Une copropriété horizontale consistant en la création de lot comportant chacun une partie du sol commun en jouissance privative et exclusive est un lotissement et doit être autorisé selon les formalités prévu par le code de l’urbanisme.
Les conditions pour que ce soit un lotissement :


  1. Le sol doit être divisé en zone de jouissance privative.

  2. L’attribution privative de la jouissance du sol doit avoir lieu avant l’achèvement des constructions.

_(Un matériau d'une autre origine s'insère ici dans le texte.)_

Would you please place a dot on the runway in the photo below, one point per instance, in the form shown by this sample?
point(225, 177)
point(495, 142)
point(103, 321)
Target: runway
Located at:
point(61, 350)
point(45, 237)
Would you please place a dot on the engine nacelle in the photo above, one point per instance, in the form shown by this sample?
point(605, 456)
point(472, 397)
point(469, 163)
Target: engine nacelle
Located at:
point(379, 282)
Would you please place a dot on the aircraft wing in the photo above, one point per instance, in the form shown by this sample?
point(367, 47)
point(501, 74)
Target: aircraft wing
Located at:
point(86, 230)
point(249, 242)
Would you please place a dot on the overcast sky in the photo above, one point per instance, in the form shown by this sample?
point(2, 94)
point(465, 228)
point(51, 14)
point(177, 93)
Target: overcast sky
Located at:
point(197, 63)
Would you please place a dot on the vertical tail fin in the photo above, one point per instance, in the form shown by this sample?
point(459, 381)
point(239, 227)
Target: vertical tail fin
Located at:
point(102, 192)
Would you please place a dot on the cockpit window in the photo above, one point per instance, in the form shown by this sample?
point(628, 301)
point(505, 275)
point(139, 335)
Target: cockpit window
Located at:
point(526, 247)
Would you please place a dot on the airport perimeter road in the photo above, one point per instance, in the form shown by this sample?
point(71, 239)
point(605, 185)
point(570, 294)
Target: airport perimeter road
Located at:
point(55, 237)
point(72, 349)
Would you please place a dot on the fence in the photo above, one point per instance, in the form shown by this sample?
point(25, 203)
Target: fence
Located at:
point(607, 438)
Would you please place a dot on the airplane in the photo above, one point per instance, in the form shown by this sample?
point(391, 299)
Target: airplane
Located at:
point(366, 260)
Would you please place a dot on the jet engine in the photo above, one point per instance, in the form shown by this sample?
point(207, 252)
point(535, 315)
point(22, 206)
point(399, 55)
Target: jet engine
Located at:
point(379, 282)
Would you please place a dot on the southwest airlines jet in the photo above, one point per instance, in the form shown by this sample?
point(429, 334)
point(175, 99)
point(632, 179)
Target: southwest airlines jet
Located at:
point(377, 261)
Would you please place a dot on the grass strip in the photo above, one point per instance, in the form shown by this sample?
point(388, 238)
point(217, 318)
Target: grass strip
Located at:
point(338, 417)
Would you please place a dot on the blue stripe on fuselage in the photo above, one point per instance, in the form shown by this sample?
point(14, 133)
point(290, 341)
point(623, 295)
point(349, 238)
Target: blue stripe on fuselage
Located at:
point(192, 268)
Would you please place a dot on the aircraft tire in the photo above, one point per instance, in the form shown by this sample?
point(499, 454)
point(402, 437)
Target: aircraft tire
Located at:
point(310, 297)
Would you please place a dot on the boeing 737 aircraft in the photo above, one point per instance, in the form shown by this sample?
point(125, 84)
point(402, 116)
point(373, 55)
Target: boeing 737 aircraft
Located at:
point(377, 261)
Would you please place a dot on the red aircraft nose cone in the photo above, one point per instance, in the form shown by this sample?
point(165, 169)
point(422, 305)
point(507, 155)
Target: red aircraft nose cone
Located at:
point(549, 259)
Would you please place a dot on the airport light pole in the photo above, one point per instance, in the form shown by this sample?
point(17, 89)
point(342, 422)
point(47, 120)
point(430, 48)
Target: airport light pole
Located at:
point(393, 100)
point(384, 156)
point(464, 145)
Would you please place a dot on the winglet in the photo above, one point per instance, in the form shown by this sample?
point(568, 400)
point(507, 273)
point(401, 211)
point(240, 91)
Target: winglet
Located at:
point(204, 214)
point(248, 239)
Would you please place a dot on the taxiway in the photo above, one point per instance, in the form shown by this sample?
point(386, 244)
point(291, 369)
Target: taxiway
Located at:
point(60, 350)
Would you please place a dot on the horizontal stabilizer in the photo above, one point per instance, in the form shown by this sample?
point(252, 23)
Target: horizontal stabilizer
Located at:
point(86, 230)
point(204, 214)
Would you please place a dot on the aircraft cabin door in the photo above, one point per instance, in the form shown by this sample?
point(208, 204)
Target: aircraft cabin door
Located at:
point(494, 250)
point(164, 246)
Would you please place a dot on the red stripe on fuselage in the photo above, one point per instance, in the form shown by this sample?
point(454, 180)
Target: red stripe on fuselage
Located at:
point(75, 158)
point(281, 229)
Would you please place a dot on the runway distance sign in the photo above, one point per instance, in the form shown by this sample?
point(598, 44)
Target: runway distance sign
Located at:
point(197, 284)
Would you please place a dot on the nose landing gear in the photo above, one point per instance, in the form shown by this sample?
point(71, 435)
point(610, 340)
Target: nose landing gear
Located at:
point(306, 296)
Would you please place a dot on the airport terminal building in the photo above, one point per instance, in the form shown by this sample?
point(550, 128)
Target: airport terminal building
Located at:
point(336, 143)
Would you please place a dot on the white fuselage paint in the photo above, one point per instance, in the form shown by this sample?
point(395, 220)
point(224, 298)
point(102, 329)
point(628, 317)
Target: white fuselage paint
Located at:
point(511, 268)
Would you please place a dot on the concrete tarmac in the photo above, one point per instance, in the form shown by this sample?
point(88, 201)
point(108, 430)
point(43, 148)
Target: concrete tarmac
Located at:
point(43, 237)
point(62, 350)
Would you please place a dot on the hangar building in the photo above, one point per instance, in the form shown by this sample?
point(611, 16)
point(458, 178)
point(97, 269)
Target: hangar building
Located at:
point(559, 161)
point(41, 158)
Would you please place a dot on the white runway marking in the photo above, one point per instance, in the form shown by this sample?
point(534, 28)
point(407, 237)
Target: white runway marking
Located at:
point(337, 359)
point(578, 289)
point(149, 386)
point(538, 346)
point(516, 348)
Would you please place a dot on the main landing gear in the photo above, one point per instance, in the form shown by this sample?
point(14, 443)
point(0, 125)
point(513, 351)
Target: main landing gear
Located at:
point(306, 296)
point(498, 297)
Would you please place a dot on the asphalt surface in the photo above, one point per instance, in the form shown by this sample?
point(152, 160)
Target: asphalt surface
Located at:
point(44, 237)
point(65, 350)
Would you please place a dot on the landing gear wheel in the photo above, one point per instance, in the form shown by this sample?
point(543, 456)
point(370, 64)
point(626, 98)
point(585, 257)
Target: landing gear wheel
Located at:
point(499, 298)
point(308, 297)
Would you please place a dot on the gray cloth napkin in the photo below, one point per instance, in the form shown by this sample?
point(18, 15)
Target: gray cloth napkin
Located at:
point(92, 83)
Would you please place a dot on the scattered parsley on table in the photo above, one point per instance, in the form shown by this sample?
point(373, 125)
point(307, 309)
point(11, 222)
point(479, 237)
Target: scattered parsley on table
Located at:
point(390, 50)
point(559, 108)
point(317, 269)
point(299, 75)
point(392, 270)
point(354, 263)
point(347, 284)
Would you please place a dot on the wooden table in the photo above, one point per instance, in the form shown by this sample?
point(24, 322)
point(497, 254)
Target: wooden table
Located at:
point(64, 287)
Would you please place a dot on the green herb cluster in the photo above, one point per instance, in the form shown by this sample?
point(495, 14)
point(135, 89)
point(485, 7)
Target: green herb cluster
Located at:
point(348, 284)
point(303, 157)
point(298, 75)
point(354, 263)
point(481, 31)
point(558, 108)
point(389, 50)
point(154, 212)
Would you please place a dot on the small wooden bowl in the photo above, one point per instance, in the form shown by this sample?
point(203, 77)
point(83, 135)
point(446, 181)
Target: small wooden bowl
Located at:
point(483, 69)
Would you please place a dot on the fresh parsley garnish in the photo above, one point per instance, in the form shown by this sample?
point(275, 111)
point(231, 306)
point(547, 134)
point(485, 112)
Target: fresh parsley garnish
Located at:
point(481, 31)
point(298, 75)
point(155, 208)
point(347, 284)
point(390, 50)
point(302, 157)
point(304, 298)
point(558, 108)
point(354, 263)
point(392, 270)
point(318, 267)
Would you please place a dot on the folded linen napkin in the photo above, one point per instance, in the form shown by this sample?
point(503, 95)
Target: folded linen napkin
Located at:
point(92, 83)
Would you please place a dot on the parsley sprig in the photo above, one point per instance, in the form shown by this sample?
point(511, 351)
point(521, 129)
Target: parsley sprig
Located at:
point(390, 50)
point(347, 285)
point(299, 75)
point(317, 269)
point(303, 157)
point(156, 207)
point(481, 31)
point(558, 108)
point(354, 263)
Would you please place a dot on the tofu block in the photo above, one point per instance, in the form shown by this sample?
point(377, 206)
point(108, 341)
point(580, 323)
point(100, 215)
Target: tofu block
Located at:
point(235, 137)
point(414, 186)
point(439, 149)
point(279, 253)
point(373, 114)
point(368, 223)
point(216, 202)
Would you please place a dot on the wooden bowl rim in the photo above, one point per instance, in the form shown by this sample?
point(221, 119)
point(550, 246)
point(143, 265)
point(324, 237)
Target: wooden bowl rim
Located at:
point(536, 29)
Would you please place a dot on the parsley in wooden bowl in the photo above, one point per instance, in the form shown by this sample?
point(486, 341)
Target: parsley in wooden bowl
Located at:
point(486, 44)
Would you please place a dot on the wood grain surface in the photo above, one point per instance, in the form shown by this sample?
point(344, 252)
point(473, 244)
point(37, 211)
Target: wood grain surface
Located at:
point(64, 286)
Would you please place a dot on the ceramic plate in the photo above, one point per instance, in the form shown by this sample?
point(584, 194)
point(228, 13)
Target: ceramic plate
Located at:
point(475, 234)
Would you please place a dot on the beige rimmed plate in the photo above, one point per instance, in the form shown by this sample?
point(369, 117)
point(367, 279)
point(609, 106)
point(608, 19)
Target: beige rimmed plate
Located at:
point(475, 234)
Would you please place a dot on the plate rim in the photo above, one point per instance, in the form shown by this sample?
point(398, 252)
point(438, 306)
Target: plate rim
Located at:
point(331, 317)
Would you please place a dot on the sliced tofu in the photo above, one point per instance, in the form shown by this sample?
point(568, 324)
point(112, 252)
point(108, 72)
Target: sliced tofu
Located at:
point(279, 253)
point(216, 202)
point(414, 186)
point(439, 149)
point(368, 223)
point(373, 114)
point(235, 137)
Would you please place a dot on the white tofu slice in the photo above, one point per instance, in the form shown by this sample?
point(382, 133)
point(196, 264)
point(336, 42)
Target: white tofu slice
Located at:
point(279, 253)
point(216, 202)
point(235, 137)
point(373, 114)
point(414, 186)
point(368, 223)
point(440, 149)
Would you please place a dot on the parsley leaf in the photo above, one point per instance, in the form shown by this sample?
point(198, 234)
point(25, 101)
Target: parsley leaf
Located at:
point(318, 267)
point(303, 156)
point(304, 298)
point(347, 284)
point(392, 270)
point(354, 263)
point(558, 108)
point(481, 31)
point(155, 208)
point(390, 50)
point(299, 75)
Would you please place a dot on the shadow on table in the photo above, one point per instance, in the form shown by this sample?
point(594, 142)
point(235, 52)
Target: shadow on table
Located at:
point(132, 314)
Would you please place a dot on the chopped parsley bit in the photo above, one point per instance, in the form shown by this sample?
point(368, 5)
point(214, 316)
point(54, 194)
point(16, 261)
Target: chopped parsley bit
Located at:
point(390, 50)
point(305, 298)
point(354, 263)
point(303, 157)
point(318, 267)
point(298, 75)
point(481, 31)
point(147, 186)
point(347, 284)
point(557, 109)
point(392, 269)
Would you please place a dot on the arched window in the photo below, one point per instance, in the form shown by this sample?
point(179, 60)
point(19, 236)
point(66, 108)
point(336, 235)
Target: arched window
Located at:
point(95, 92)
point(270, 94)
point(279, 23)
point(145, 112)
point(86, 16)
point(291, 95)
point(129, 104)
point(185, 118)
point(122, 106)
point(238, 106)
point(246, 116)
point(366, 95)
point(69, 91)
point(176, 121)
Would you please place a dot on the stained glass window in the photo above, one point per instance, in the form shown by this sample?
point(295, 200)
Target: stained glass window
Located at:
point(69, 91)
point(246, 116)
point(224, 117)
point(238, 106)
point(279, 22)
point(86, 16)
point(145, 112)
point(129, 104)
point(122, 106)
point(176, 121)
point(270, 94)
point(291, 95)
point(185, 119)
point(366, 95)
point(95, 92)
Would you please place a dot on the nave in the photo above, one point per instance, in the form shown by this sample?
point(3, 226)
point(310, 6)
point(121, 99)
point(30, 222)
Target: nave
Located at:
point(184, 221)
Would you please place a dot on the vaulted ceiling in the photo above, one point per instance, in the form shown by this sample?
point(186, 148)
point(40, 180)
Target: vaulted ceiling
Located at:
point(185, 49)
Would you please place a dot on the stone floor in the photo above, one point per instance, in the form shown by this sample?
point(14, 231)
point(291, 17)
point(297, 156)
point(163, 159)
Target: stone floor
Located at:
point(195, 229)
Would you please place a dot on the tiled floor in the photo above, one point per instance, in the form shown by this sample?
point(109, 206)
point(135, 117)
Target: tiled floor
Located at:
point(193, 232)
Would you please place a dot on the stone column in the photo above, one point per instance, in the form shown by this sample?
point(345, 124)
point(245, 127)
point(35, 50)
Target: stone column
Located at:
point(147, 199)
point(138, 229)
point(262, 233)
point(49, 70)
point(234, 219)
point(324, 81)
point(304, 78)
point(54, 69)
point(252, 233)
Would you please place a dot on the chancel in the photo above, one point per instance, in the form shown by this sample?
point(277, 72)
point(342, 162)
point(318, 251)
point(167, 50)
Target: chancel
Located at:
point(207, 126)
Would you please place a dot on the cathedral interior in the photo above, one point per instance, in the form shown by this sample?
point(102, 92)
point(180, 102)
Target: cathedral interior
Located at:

La JP n’a pas manqué de condamner les copropriété horizontales qui en réalité dissimulaient des lotissements non autorisé, il reste à faire l’état d’une situation qui fait couler beaucoup d’encre depuis une dizaine d’année et à soulevée des controverse.
Il s’agit des opérations dans lesquels un terrain est divisé en plusieurs lots destiné à être bâti, lot défini dans un état descriptif de division ne comportant aucune attribution de partie du terrain à aucun délai. Chacun des lots comporte le droit d’édifier un immeuble des tantième de la copropriété du sol commun mais aucune attribution d’aucune partie de se sol en propriété n’y en jouissance.
La JP à confirmé que des lorsque le terrain à bâtir n’est divisé ni en propriété ni en jouissance, il ne peut pas être parlé de lotissements et que l’implantation de plusieurs immeubles sur un même terrain n’emporte pas division de ce terrain au sens de la réglementation des lotissements.
Chapitre 4 :

L’accession à la copropriété
& 1 : mise en vente d’un immeuble déjà construit
Depuis la loi de 65, le règlement de copropriété est le plus souvent adopté par le diviseur avant la 1ère vente y faisant alors référence. Dans la réalisation de la 1ère vente d’un lot l’immeuble est soumis dans son entier au statut de la copropriété.
& 2 : vente de locaux à construire
Il y a 2 modes principaux d’accession à la copropriété :


  1. L’acquisition de locaux à construire : ex, une Sté civile qui vend sur plan les locaux d’un immeuble à construire à plusieurs acquéreurs qui une fois l’immeuble achevé se trouveront placé sous le régime de la copropriété.




  1. Construction sur un terrain acquis en indivision : dès le moment où l’immeuble est achevé, il est soumis au statut de la copropriété. Avant l’achèvement et même si certain lot on déjà été vendu, c’est le régime de l’indivision qui s’applique.


Attention problèmes C les lots transitoires
C’est le cas des immeubles construit par tranche. Le débat prote sur le moment à partir duquel le statut va s’appliquer. La JP à considéré que des lorsqu’un 1er bâtiment à été achevé et qu’au moins un lots à été cédé, le statut de la loi de 65 va s’appliquer.
C’est pourquoi les promoteurs ont eu recours à la technique des LT, ces LT étant constitué de côte part de sol indivis et du droit de construire selon une surface déterminée.
La C.Cass en 89 a estimée que le LT fait l’objet d’une saisie immobilière. En 91, la C.Cass a estimée que le titulaire du LT doit contribuer au même titre aux charges de la même manière que les autres titulaires de lots. La JP a été amené par la suite à préciser que le titulaire du LT est tenu que des charges générales.
En effet, la construction en volume suppose que le droit de propriété sur le terrain soit démembré entre le droit du titulaire du droit de construire (droit de superficie) et le droit du propriétaire tréfoncier (qui est celui qui à concédé ce démembrement mais qui reste propriétaire du sol) donc contrairement au titulaire du LT, le superficiaire n’a aucun droit indivis sur le sol.